Continuation from part 1 of 2 – found here

4. Road Rage

Road rage is connected to anger and the loss of control over one’s behaviour and speech, which begin to exhibit aggression. In drivers, such behaviour may include gesturing, verbal insults or threats, deliberately driving in an unsafe manner etc. Road rage can lead to altercations, assaults and collisions. It can be thought of as an extreme case of aggressive driving and from amongst the many manifestations of road rage are the following:

– General aggressive driving, including sudden acceleration, braking and close tailgating

– Cutting others off in a lane or deliberately preventing someone from merging into a lane.

– Chasing other motorists and scaring pedestrians, flashing lights and/or sounding the horn excessively.

– Yelling or exhibiting rude physical gestures at pedestrians or other roadside establishments.

Anger is an emotion that inspires action and the action it inspires is usually one of injury and injustice. It is a powerful emotion that rages through a person, creating a desire for revenge and the need to strike out at the object of anger. Such is the destructive nature of anger and uncontrolled aggression that when the man asked the Prophet صلى الله عليه وسلم for advice, he responded every time with, “Do not get angry”. [1]

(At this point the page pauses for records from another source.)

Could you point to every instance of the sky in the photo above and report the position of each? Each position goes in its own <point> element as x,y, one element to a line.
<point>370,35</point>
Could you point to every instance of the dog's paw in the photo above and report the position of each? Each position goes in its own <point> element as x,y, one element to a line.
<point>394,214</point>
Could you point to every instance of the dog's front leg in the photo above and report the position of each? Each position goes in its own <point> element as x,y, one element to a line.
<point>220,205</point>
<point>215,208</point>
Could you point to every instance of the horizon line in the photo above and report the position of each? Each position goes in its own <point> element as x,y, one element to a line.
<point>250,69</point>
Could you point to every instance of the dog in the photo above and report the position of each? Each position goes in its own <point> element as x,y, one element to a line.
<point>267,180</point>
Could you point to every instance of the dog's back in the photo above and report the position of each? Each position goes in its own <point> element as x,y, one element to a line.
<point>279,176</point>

Below are four points derived from Islamic texts that will help Muslim drivers (and others) to overcome their anger in various situations.

i. Seeking refuge in Allah from Shaytan

The first and foremost of all advise is seeking refuge in Allah from Shaytan and from the evils in ourselves and from our wrong doings. The Prophet صلى الله عليه وسلم gave us a prescription as is narrated by Sulayman Ibn Sard رضي الله عنه that: Two men were arguing and blaming each other. The face of one became red and his jugular veins swelled. The Prophet صلى الله عليه وسلم said, “I know a statement if spoken by him, his anger would subside: ‘Audhu billahi min-ashaytan nirajeem’ (I seek refuge in Allah from shaytan the accursed).” [2]

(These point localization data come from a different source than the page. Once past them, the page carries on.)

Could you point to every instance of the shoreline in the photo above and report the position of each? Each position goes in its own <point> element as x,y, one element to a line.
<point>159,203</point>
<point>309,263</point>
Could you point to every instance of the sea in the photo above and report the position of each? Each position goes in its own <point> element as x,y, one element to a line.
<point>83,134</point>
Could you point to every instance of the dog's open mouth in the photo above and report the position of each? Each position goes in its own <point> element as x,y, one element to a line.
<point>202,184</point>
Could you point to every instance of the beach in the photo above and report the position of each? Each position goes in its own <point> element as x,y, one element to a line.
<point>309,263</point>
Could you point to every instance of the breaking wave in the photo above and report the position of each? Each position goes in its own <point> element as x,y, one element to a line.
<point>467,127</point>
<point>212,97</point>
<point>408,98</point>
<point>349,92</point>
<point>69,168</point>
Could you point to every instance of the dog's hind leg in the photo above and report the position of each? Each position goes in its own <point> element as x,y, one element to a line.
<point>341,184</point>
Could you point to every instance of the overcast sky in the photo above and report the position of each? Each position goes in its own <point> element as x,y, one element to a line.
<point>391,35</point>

Imam Mawardi said in his ‘Adab ad-Dunya wa-Deen’ that one should remember Allah when angry as this leads to fear of Allah, which in turn leads him to obey Him and restrain ones anger by returning to proper manners and conduct.

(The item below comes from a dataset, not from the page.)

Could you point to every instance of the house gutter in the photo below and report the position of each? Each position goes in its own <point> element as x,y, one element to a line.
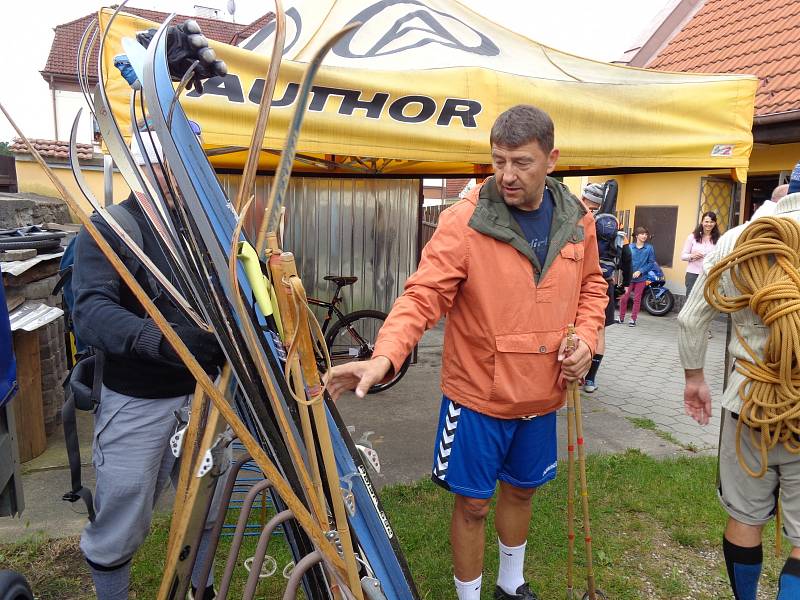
<point>55,115</point>
<point>782,117</point>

ii. Understanding the merits of controlling one’s anger

There are innumerous rewards mentioned in the Qur’an and Sunnah for a person who controls his anger. Here we cite but a few of them. Allah سبحانه و تعالى Said: “…who repress anger , and who pardon men; verily, Allah loves Al-Muhsinoon (the good-doers).” [3]

He سبحانه و تعالى also Said: “Show forgiveness, enjoin what is good, and turn away from the foolish (i.e. don’t punish them).” [4]

Ibn Katheer records the following narrations in his Tafseer of this Ayah: “Hashim bin ‘Urwah said that his father said, “Allah Ordered Allah’s Messenger to pardon the people for their behaviour”… In Saheeh al-Bukhari, it is recorded that Hisham reported from his father ‘Urwah from his brother ‘Abdullah bin Az-Zubayr who said, “Show forgiveness” was only revealed about the people’s (bad) character”… the Messenger of Allah صلى الله عليه وسلم asked Jibra’eel about the meaning of this Ayah and Jibr’eel replied, “Allah Commands you to forgive those who wronged you, and give to those who deprived you.” [5]

Road rage is connected to anger and the loss of control over one’s behaviour and speech, which begin to exhibit aggression. In drivers, such behaviour may include gesturing, verbal insults or threats, deliberately driving in an unsafe manner etc. Road rage can lead to altercations, assaults and collisions. It can be thought of as an extreme case of aggressive driving

At-Tabarani records in his collection that the Prophet صلى الله عليه وسلم said, “Whoever controls his temper, then Allah will take away punishment from him and whosoever safeguards his tongue Allah will conceal his sins.” – In the collection of Tirmidhi and Abu Da’wud, the Prophet صلى الله عليه وسلم said, “Whoever controls their temper in a state that if he wanted, he could have took revenge; then on the Day of Judgement Allah will call him in front of everyone and will give him the choice of selecting the Hoor.”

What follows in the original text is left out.